I did. He says I don't mean those hurtful things. Somehow he's convinced himself that I can't live without him. He would dangle our son in front of me when I would kick him out. Last time was a few years ago. Our son was too young to understand what was happening. He chose to leave with his father. My son called me saying he missed me and asked me if "THEY" could come back home. I promised myself I would never put my son in that situation again. At that time he was very attached to his dad because he was a stay at home dad. Not by my choice. He decided he didn't want to work so he didn't. So i got another job to pay for the bills and not to have to deal with him.. Unfortunately my relationship with my son suffered. He's older now. I don't work as much and I spend more time with my son. Unfortunately I have to see more of my husband too. I tried for many years. I asked him to go to counseling I read self help books. I think I did everything I could. I wouldn't know where to start to repair this mess. I don't think there is any fixing it. I don't trust him. I have so much resentment towards him. When I tell him these things he looks at me in disbelief and asks me why i am being so hurtful and abusive. I don't even want to hold a conversation with him I tell him it's wasted breath. It's a broken record. It was my birthday the other day and I asked him why I hadn't gotten a birthday card or call from his father. He said well he might be mad at you. I asked him why and he once again drew me into one of his twilight zone conversations. Anyway he said he was mad because he (my husband ) had told him about they way I was acting and he (my husband) didn't know if we were going to stay together. I told him I don't talk to my family about my marriage problems because I don't want them to hate him. By this time he was raising his voice. I told him his father did realize he was talking to his son that was still the same sorry s.o.b. that he was at the age of 18. My son came into the kitchen at that time and the argument was over. I asked my son why he had come into the kitchen and he said because I heard him yelling at you. Now my son is 13 years old he is 5'10 and weighs 180 lbs. He is a big beautiful boy. My husband is 6'5" . I'm afraid of what could happen. I would like for my husband to go quietly but I doubt it. I am just sick of him and his sick manipulative sociopathic tendencies. WOW . I feel relief for saying those things but i'm also afraid.


----------



## sugarbunny (Jul 31, 2013)

Yes it felt good. Yes I have told him I want a divorce. He says I don't mean it. I'm going through a phase.. I don't think so. He's going through a phase called denial.


----------



## CallaLily (Jan 13, 2011)

sugarbunny said:


> Yes it felt good. Yes I have told him I want a divorce. He says I don't mean it. I'm going through a phase.. I don't think so. He's going through a phase called denial.

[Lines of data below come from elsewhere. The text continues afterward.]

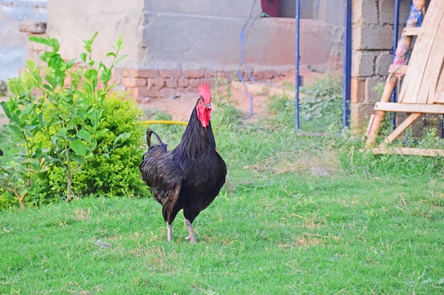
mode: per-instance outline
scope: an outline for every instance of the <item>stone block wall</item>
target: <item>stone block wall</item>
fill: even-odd
[[[352,11],[350,122],[360,131],[379,99],[377,85],[385,82],[393,60],[394,8],[392,1],[361,1],[353,2]]]

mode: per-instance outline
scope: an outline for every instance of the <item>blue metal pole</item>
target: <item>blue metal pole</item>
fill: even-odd
[[[398,46],[398,40],[399,39],[399,1],[400,0],[395,0],[394,1],[394,32],[393,32],[393,47],[392,48],[392,54],[393,54],[393,59],[396,54],[396,47]],[[396,86],[394,86],[393,92],[392,93],[392,98],[390,98],[392,103],[396,103]],[[392,122],[392,127],[394,127],[396,123],[396,117],[394,112],[390,114],[390,121]]]
[[[350,126],[350,83],[352,73],[352,1],[344,0],[345,34],[343,78],[343,127]]]
[[[299,0],[296,0],[296,47],[295,47],[295,102],[294,102],[294,127],[299,130]]]

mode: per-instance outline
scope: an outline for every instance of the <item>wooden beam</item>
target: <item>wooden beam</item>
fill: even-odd
[[[403,36],[417,36],[419,35],[421,27],[405,28],[402,30]]]
[[[384,146],[385,144],[389,144],[393,142],[399,135],[402,134],[409,126],[411,125],[414,122],[415,122],[418,118],[421,117],[422,114],[421,112],[414,112],[410,115],[406,120],[404,120],[402,123],[401,123],[396,129],[393,130],[393,132],[390,134],[384,140],[384,144],[382,144],[382,146]]]
[[[377,147],[372,149],[374,154],[397,154],[399,155],[422,156],[425,157],[444,157],[444,150],[438,149],[418,149],[403,147]]]
[[[398,67],[395,68],[393,64],[392,64],[389,67],[389,73],[390,74],[401,74],[402,75],[406,74],[406,71],[407,71],[407,69],[409,69],[409,66],[406,64],[403,64],[401,66],[398,66]]]
[[[374,104],[374,110],[399,112],[422,112],[427,114],[444,114],[444,105],[432,103],[382,103]]]

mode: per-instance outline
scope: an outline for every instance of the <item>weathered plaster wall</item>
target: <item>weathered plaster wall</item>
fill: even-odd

Present him with separation/divorce papers, then maybe he will feel you are serious.


----------



## SunnyT (Jun 22, 2011)

He doesn't have to agree.


----------



## Woodchuck (Nov 1, 2012)

sugarbunny said:


> Yes it felt good. Yes I have told him I want a divorce. He says I don't mean it. I'm going through a phase.. I don't think so. He's going through a phase called denial.


What is your main issue?...Infidelity, drugs, alcohol, abuse, lack of sex?

the woodchuck


----------



## JustSomeGuyWho (Dec 16, 2012)

sugarbunny said:


> I feel an urgency. I feel that I'v given my relationship everything I could and now it's time to be done with it. I'v been married 17 years and have invested a total of 20 years. I'm ready to end it. I cannot tolerated one more broken promise, not one more lie, not one more I need or I want from this man. I look at him and I feel contempt, resentment, disgust, hate, anger. No respect. No trust. I feel relief when he's not around. I feel free and like a weight is lifted off of me when he is not with me. He thinks I'm going through a midlife crisis, premenopausal. My my response to his " If you weren't going through this stage in your life I don't think I could take it" was " It couldn't possibly be that I've had enough of your cra*, that I don't give a ***. It could't possibly be that I don't care anymore. It couldn't possibly be you?


Right there with you except mine is 20 years (23 years invested).


----------



## sugarbunny (Jul 31, 2013)

at one time or another all of them have been an issue. My main issue now is I've had enough of it all.


----------



## chillymorn (Aug 11, 2010)

sugarbunny said:


> at one time or another all of them have been an issue. My main issue now is I've had enough of it all.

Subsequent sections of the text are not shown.